Sunday 9 August 2009

Word for the Week: Whole Life, Whole Bible (17/50) – Words for the Wise

‘Word for the Week: Whole Life, Whole Bible’, from London Institute for Contemporary Christianity, is a series of fifty emails designed to look at the main milestones of the biblical story, seeking to show how whole-life discipleship is woven through Scripture as a whole, from beginning to end. Here is the seventeenth of the fifty emails.

A wife of noble character who can find?
She is worth far more than rubies…
She selects wool and flax
and works with eager hands.
She is like the merchant ships,
bringing her food from afar…
She considers a field and buys it;
out of her earnings she plants a vineyard…
She opens her arms to the poor
and extends her hands to the needy…
She makes linen garments and sells them,
and supplies the merchants with sashes…
She speaks with wisdom,
and faithful instruction is on her tongue…
Charm is deceptive, and beauty is fleeting;
but a woman who fears the LORD is to be praised.
Honour her for all that her hands have done,
and let her works bring her praise at the city gate.
Proverbs 31:10-31

The major turns in the biblical story – God’s promise to Abraham, his redemption from slavery, his covenant with the people, the giving of the law, the establishment of the monarchy, the building of the temple – are conspicuous by their absence in the biblical wisdom literature.

As it turns out, wisdom is rooted further back – in creation – grounded in the orderly regulation of the world by the creator God, even while acknowledging (as Job and Ecclesiastes do in different ways) that there are great mysteries woven into the fabric of life in God’s world. Wisdom is not, therefore, a ‘secular’ alternative to other, more ‘sacred’ parts of the Bible. Nor is it surprising that Israel is able to engage with surrounding cultures, gleaning insight where they reflect the truth that is God’s truth, because of the recognition that he is the source of wisdom.

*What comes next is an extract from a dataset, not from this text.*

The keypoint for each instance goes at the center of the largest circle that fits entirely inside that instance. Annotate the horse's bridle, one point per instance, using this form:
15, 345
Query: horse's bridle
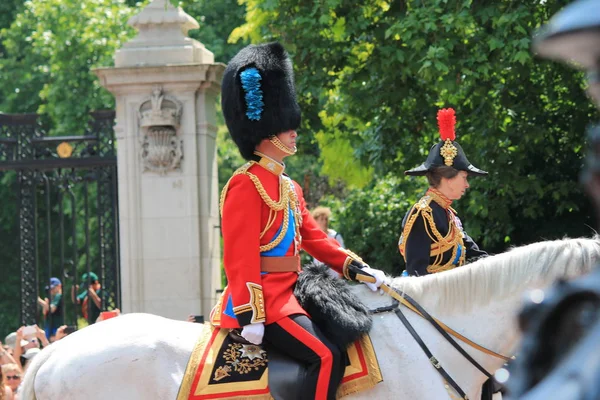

This is made clear in the opening of the book of Proverbs, where it is said that ‘the fear of the LORD is the beginning of wisdom’ (1:7). If wisdom literature is concerned with living wisely in God’s world, then fear of the Lord is the first principle of such a life, where wisdom does not begin in human autonomy, but in deep reverence of the Lord God; where wisdom is not merely intellectual capacity, but linked with discipline and discernment, shrewdness and skill; where wisdom produces a certain kind of character and demonstrates itself in particular sorts of actions. And, what’s more, which operates in every sphere of life – at home, at the city gate, in the market square – and which embraces the daily rhythms of eating, drinking, working, sleeping.

This is powerfully portrayed in the Bible’s fullest description of the regular activity of an ‘ordinary’ person – the woman who ‘fears the Lord’ (31:30), whose wisdom is demonstrated in her everyday activities of being a wife to her husband, a mother to her children, providing for her family, managing her household, engaging in international trade in cloths and textiles, negotiating the purchase of fields, looking out for the poor.

Insofar as the woman is a picture of wisdom itself, matching the portrayal of ‘woman wisdom’ in earlier chapters of Proverbs, it’s applicable to men as much as to women, setting out the ideal of practical wisdom, embracing actions and speech, worked out concretely in the kitchen, on the field, at the desk, wherever God has called us.

For further reflection and action:

1. Read and reflect on the whole of Proverbs 31:10-31, perhaps pausing to consider how the ‘fear of the Lord’ might inform your own activities today.

2. How ‘air-brushed’ is the woman of Proverbs 31? Is she a role model for all women everywhere or a male fantasy of the perfect spouse, placing yet more unrealistic pressure on women? Or something else?

3. Song of Songs is often held to belong to the Bible’s wisdom literature. What might this suggest about how the poems should be interpreted?

4. If wisdom literature looks back to creation, it also looks forward to Christ who is the wisdom of God (e.g., 1 Corinthians 1:24, 30). If Christ is the wisdom of God, what difference might that make, or what added insights might it provide, to our reading of Old Testament wisdom literature?